Background EULAR and ACR are supporting multi-phase development of SLE classification criteria based on weighted criteria and a continuous probability scale. Prior steps included criteria generation, criteria reduction through Delphi and Nominal Group Technique exercises, literature review for sensitivity/specificity of candidate criteria, and organization of candidate criteria into seven clinical and three immunologic domains.
Objectives To refine definitions of candidate criteria, determine relative weights using multicriteria decision analysis, and determine a threshold score for SLE classification.

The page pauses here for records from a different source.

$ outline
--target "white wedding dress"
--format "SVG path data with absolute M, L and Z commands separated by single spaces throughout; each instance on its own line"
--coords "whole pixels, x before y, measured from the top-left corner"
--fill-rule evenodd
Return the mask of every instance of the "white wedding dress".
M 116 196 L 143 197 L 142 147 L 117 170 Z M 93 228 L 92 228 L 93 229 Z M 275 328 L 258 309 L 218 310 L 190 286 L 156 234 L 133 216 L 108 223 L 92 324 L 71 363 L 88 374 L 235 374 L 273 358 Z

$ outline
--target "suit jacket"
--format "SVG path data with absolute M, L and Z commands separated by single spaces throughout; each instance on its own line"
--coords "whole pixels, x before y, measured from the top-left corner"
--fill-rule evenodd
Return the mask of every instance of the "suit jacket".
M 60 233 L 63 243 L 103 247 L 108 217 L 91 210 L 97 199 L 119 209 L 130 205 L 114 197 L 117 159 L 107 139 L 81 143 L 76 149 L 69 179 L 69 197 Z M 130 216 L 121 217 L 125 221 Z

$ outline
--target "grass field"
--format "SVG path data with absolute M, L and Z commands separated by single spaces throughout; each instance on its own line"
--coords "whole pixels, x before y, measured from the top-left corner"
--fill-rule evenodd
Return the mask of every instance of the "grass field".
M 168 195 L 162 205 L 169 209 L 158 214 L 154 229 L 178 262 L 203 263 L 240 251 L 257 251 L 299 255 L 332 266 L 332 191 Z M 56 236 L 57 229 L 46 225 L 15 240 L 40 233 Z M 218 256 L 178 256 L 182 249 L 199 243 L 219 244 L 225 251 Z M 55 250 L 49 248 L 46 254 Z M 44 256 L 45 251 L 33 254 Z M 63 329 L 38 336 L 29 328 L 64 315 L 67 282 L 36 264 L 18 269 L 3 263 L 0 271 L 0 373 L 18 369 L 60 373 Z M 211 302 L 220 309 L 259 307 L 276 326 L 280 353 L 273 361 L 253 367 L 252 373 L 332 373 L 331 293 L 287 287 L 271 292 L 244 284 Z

Methods An SLE Expert Panel (9 North American, 8 European) submitted 167 unique cases with a range of SLE probability. Experts scored 20 representative cases using the candidate criteria and rank-ordered them. In a 2-day meeting, experts reviewed inter-rater reliability of scoring, refined criteria definitions, and participated in a multicriteria decision analysis (MCDA) exercise using 1000MindsTM software. Experts were presented a series of decisions between two cases, each with different criteria from two domains (e.g. oral ulcers [cutaneous] and acute pericarditis [serositis] vs. alopecia [cutaneous] and pleural effusion [serositis]) and anonymously voted for the case more likely to be classified as SLE. Votes were discussed until consensus was reached for each decision. Using the consensus decisions, 1000Minds™ calculated criteria weights, assigned a total score to each of remaining 147 cases and rank-ordered the cases. Experts voted on whether each case should be classified as SLE. MCDA was repeated for criteria whose calculated weights were inconsistent with expert opinion until group consensus was achieved. 1000MindsTM then re-calculated criteria weights and re-ranked cases once. The score of the last case for which expert consensus was achieved was the threshold score.
Results Inter-rater reliability was good; human data entry error, not following instructions, and differing interpretations of criteria definitions accounted for discrepancies. Arthritis and pericarditis definitions were modified through group discussion. The MCDA involved 74 pairwise decisions. Cranial neuropathy and Class VI lupus nephritis were removed as they added little to SLE classification. MCDA was repeated for the arthritis and cutaneous domains as initial weights did not match expert opinion. After criteria weights and scores were re-calculated once, experts reached consensus for SLE classification for case score >83.
Conclusions Using an iterative process, the expert panel refined definitions, weighted candidate criteria and determined a threshold score of >83 for SLE classification, which will undergo validation.